Home sales in December were a percent lower than November, but still 13% higher than last December. Home sales were up 9% during 2012, the highest annual sales volume since 2007.
Prices increased 4.4% as the inventory of homes for sale continues to lag behind the increase in sales volume. New listings were 5.2% lower than last year while closed sales were up 19.1%. Total market time (average days on market) fell 21.5%.
Economics 101 at work, low supply and high demand equals higher prices. This trend is forecasted to continue in the short term until the supply increases to satisfy demand.

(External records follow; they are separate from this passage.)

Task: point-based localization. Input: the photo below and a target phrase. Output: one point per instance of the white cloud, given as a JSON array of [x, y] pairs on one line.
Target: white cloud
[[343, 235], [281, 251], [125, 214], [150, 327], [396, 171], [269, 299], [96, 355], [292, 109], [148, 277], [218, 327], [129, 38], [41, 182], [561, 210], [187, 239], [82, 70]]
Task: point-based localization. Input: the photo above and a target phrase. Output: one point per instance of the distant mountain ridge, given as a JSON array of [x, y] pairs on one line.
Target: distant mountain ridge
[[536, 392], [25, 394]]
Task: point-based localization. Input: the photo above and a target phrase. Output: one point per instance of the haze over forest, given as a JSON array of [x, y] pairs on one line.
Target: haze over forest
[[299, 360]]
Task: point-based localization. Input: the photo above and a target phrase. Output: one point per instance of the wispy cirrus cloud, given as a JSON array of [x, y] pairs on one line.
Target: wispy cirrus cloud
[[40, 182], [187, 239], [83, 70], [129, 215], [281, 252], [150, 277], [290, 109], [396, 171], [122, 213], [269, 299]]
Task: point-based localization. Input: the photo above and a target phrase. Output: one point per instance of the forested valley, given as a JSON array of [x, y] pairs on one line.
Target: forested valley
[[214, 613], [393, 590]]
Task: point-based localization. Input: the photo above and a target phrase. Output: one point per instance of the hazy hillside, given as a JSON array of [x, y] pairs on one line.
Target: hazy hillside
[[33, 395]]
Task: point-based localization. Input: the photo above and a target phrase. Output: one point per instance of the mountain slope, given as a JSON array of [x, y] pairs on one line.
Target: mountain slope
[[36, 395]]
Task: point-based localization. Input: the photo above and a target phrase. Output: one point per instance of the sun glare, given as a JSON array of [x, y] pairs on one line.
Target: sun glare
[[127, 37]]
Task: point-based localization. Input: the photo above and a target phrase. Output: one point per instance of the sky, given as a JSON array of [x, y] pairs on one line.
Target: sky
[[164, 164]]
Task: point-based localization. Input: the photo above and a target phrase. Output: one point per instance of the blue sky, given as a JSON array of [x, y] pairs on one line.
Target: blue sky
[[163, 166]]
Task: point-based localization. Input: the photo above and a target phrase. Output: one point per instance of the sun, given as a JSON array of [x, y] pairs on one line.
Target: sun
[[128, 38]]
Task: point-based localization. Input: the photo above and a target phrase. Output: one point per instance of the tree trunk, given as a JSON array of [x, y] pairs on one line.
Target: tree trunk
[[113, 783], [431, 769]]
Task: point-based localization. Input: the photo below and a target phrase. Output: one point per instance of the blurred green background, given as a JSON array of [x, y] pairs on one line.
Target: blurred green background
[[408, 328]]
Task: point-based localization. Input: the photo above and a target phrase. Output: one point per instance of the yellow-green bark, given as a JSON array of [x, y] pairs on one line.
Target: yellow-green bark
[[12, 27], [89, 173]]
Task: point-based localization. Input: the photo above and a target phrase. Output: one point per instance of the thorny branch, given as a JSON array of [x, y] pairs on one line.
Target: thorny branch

The National Association of Realtors has identified several reasons why the inventory remains low:
1. Many homeowners are underwater. According to CoreLogic, about 22% of homeowners with a mortgage owe more than their home is worth. Owners who are underwater are not likely to sell unless their life circumstances dictate.
2. Others don't have enough equity to "trade up." About 10 million homeowners have less than 20% equity in their current home. Traditionally, homeowners have relied on their equity to help offset their selling expenses and putting a down payment on their next home.
3. Everyone wants to buy at the bottom, but few want to sell. Owners who are not motivated by life circumstances will wait to sell until prices rebound to higher levels to maximize their current investment.
4. More purchases from investors. Investors have increasingly bought homes to rent rather than flipping them for quick profits.
5. Banks have been slower at foreclosing. New state and federal rules governing loan modifications and foreclosures have slowed the foreclosure process and reduced the number of foreclosed properties that hit the market.
6. Builders have been building fewer homes. New construction during 2009 through 2011 was sluggish. New construction has just started to rebound.